自民党・青年局長留任後、沈黙を守っていた小泉進次郎が、いよいよ始動した。若手を中心とした会合では、最大派閥を超える国会議員が集結。さらに「竹島の日」には、党幹部として公式に参加することを決定するなど、にわかに周辺が慌ただしくなってきた。その背後に見える思惑とは─。
自民党関係者が興奮気味に語る。
「永田町の一部では、ここ最近の動向に関して、『事実上の進次郎派旗揚げか』という声がささやかれています。進次郎もこれまで以上に意欲的のようで、通常国会召集前には、新メンバーの議員会館事務所への挨拶回りを精力的にこなしていました」
第2次安倍政権発足の“影の功労者”と言われる小泉進次郎(31)。一部では、入閣も取りざたされたが、本人の強い希望により、自民党青年局長の留任というポジションを選んだ。
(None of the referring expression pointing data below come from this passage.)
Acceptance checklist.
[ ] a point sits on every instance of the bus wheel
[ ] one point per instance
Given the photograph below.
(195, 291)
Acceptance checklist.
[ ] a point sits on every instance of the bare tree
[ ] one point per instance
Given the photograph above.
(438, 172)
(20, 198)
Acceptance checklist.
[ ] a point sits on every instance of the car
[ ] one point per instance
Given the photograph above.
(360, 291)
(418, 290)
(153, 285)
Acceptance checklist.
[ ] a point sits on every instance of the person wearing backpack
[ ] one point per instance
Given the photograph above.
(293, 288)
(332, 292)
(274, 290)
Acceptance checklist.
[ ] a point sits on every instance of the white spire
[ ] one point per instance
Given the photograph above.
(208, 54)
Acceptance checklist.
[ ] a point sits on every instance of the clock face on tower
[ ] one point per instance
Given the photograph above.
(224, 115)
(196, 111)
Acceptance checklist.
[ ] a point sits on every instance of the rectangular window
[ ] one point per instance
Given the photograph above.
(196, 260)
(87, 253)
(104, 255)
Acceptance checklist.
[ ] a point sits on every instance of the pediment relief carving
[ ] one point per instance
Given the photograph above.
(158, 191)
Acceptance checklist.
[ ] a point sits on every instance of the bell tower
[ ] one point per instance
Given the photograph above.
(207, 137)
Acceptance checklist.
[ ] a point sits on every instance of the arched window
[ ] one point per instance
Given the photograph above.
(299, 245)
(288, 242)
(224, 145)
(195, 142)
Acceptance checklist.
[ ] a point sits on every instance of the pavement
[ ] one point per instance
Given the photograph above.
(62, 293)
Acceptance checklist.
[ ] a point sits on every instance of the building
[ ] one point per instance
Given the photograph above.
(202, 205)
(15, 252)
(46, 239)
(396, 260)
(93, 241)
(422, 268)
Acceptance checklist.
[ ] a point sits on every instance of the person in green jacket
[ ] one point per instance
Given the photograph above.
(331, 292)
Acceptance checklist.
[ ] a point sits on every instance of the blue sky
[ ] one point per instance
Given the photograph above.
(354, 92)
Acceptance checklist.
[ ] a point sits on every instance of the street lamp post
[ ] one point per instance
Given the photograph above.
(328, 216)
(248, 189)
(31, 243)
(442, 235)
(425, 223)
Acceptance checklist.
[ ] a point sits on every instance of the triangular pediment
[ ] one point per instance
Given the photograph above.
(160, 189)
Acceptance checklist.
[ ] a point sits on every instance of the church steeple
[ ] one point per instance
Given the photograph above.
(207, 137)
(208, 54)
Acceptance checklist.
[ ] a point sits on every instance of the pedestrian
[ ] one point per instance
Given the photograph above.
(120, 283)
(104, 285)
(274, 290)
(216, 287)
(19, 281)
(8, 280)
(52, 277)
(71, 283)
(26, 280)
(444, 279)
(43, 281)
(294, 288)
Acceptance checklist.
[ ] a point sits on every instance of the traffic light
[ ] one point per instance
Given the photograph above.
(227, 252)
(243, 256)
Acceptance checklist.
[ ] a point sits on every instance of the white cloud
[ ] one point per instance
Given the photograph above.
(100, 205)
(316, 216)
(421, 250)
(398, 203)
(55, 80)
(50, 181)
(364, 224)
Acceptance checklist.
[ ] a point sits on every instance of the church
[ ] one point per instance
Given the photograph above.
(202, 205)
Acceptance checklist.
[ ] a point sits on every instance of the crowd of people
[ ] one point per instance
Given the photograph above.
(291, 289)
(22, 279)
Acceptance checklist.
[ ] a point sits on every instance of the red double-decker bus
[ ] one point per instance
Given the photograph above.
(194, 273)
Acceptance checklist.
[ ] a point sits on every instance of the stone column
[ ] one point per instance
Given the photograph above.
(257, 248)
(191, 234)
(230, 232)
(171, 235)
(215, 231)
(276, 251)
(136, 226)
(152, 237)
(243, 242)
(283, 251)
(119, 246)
そして、震災復興を進める「TEAM︲11」としての活動ばかりがクローズアップされてきたが、ここにきて、その存在感が日に日に増しているのだ。
政治部記者が言う。
「今月22日には、島根県が主催する『竹島の日』式典に青年局所属の国会議員とともに出席します。背景には、党執行部が若手代表として小泉氏を前面に押し出す戦略があるようです。だがそれ以上に、今年は島根県の青年局内部からの強い要請もあったといいます。地方の声を吸い上げて代弁する小泉氏ならではの姿勢を表していますね」
「竹島の日」は05年3月、竹島の島根県編入100周年を記念して制定された。県は翌06年から、毎年2月22日に式典を開いているが、進次郎は野党時代の昨年も式典に参加。地元の漁協関係者らと意見交換をしてきた経緯がある。
当初、自民党は、昨年の衆院選時に発表した「総合政策集」の中で竹島の日を日本政府主催の式典として開催することをうたっていた。ところが、今月25日に控える韓国の朴槿恵(パククネ)大統領の就任式への対外的な配慮から開催を見送った。そこで、白羽の矢が立ったのが進次郎だった。
「式典には島根1区選出の細田博之幹事長代行も参加予定ですが、人気の高い小泉氏を出席させることで、若年層にも領土問題への意識を持ってもらおうという魂胆があるようです」(自民党担当記者)
進次郎を巡る動きは、これだけにとどまらない。
1月30日、進次郎が局長を務める自民党青年局の役員会が開かれ、今後、毎週、役員懇親会を開くことが決定したのだ。
しかもこのメンバーが、総勢82名。09年の政権交代選挙で惨敗して以来わずか18人で活動してきたが、昨年末の総選挙で大勝。一気に膨れ上がった結果、今や最大派閥の町村派をしのぐ勢力が結集しているとして“小泉派旗揚げ”とまで言われているのだ。
永田町関係者が語る。
「進次郎本人は、派閥旗揚げの話は一蹴していますが、実際には、青年局を中心とした若手議員勢力の声は、無視できないということです。役員会は45歳以下の党所属国会議員で構成されるだけに、夏の参院選では先兵として奔走するメンバーばかり。彼らを無視しては、選挙戦は戦えません。ましてや、その青年局を束ねるのが、安倍総理や麻生副総理よりも国民人気の高い進次郎。ますます彼の発言力が増し、派閥の領袖としての貫録すら感じさせます」(前出・政治部記者)
2年生議員ながら、進次郎本人の思惑とは裏腹に、その注目度は一段と高まっていると言えよう。